アミメキリンがそう言うと、タイリクオオカミは頷いた。
「きっとどっちかが一緒に持ってきてしまったんだろうね。私の予想だと、大方ビーバーが持ってきてしまったんじゃないかな」
「ビーバーが、ですか?」
「そんな感じしないかい?」
「うーん、言われてみれば確かに……」
トキに紅茶をこぼしてしまったアメリカビーバー。慌てた彼女は、ついうっかり持っていたティーカップを掴んだままここに来てしまった。先ほどの様子からしても、あり得そうな話だ。
「……たしかにあの子ならやりかねないですね」
二人が顔を見合わせて笑っていたときだった。ピクリとタイリクオオカミの耳が何かを捉えた。彼女の表情がすぅっと鋭くなる。アミメキリンに静かにするよう手で示し、入り口を睨み付ける。
「どうしたんで――」
アミメキリンが言いかけた次の瞬間、廊下から何者かが走り去っていく足音が響いた。タイリクオオカミはティーカップを棚のタオルの上に戻すと、猛然と入り口目指して駆けだした。アミメキリンもその上にタオルを放り投げるとすぐにそのあとを追った。
シャワー室から飛び出した二人は、音が去っていった方を見た。廊下の奥、玄関扉がゆっくりとしまっていくところだった。二人は廊下を走り抜けると、体当たりするように玄関扉を開けて外に躍り出た。人影はなかった。
「先生! いまのは!」
「分からない。だが逃げるということは何かある!」
「追いかけないと!」タイリクオオカミは叫んだ。しかしこの雨だ。臭いも音も分からないのでは、追跡はほとんど不可能に違いない。

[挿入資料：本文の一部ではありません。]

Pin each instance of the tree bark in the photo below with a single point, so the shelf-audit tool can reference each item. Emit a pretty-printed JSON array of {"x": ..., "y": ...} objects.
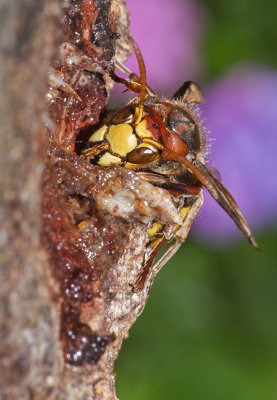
[{"x": 67, "y": 302}]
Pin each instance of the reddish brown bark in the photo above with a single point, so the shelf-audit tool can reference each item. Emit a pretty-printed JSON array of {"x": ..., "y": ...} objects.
[{"x": 66, "y": 306}]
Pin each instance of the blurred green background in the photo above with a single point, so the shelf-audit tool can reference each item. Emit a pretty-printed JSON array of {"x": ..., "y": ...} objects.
[{"x": 209, "y": 330}]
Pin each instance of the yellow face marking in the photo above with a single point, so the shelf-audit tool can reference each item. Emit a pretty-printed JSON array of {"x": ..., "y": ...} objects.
[
  {"x": 98, "y": 136},
  {"x": 108, "y": 159},
  {"x": 142, "y": 131},
  {"x": 155, "y": 228},
  {"x": 184, "y": 212},
  {"x": 155, "y": 242},
  {"x": 121, "y": 139},
  {"x": 123, "y": 116}
]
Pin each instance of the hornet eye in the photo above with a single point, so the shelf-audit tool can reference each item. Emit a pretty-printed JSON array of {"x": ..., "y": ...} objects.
[
  {"x": 142, "y": 155},
  {"x": 181, "y": 123}
]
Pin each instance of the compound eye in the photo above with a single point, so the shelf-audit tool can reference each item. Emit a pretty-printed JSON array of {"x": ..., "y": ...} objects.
[
  {"x": 142, "y": 155},
  {"x": 184, "y": 126}
]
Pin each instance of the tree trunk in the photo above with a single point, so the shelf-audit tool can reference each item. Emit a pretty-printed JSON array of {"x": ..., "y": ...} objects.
[{"x": 67, "y": 301}]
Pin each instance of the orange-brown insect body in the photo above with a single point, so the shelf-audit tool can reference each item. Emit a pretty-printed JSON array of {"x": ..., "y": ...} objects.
[{"x": 164, "y": 142}]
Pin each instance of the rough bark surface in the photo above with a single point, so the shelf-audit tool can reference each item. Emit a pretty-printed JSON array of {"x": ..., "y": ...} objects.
[{"x": 66, "y": 304}]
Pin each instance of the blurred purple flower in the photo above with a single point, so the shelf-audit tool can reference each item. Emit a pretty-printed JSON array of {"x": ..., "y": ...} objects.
[
  {"x": 240, "y": 112},
  {"x": 168, "y": 33}
]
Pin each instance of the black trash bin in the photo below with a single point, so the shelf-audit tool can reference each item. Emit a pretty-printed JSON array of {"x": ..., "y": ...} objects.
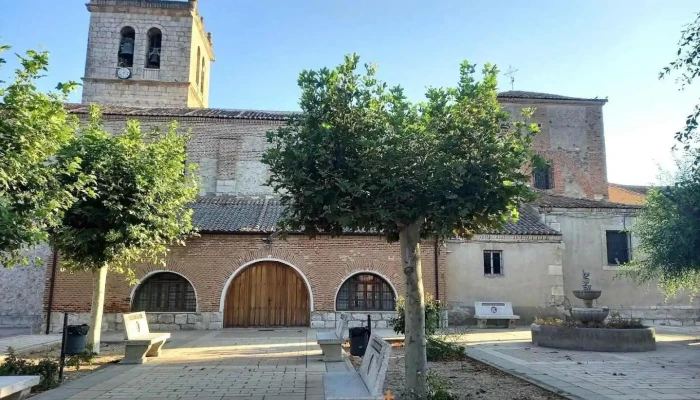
[
  {"x": 76, "y": 336},
  {"x": 359, "y": 337}
]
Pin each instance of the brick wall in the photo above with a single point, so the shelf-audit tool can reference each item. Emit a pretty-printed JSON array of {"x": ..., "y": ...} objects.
[
  {"x": 210, "y": 260},
  {"x": 572, "y": 138}
]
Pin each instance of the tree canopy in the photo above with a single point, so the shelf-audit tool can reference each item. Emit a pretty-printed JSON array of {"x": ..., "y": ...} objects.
[
  {"x": 361, "y": 157},
  {"x": 138, "y": 205},
  {"x": 34, "y": 126}
]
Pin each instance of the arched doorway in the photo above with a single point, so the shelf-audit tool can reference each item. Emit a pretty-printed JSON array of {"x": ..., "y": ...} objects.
[{"x": 267, "y": 293}]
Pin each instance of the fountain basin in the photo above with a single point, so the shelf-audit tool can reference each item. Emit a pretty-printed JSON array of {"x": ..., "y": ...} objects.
[
  {"x": 590, "y": 314},
  {"x": 587, "y": 294},
  {"x": 594, "y": 339}
]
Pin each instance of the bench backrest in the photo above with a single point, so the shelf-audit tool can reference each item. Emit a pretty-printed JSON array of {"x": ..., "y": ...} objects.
[
  {"x": 495, "y": 308},
  {"x": 341, "y": 326},
  {"x": 374, "y": 364},
  {"x": 135, "y": 325}
]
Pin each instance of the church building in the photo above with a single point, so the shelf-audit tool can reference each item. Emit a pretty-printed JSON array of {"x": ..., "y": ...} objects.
[{"x": 151, "y": 60}]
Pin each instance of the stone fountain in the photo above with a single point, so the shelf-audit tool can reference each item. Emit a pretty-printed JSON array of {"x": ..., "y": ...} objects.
[{"x": 588, "y": 314}]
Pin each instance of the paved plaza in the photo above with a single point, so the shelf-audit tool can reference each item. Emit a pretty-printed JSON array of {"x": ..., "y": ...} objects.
[
  {"x": 225, "y": 364},
  {"x": 670, "y": 372}
]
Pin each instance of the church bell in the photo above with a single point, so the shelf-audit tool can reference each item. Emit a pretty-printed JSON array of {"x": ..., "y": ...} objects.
[
  {"x": 154, "y": 58},
  {"x": 127, "y": 48}
]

(追いかけたところで、追い付ける保証はない。でも、外に逃げたということは、宿泊施設の中に残っているのは……)
アミメキリンは玄関の方へ駆け戻る。引き留めかけたタイリクオオカミだったが、すぐに何をしているのか悟ったのか、ついてきてくれた。
「みんな出てきて! 確認したいことがあるの!」
玄関口に立ったアミメキリンは叫んだ。一斉に各部屋のドアが開かれる。横でタイリクオオカミがスケッチブックを用意する。これで逃げた者の正体が明らかになる。そう確信した。――が。
「……どうして」
二人は思わず目を見開いた。不審そうにこちらを見つめる七人のフレンズたち。それで全員。誰も欠けた者はいなかったのだったから。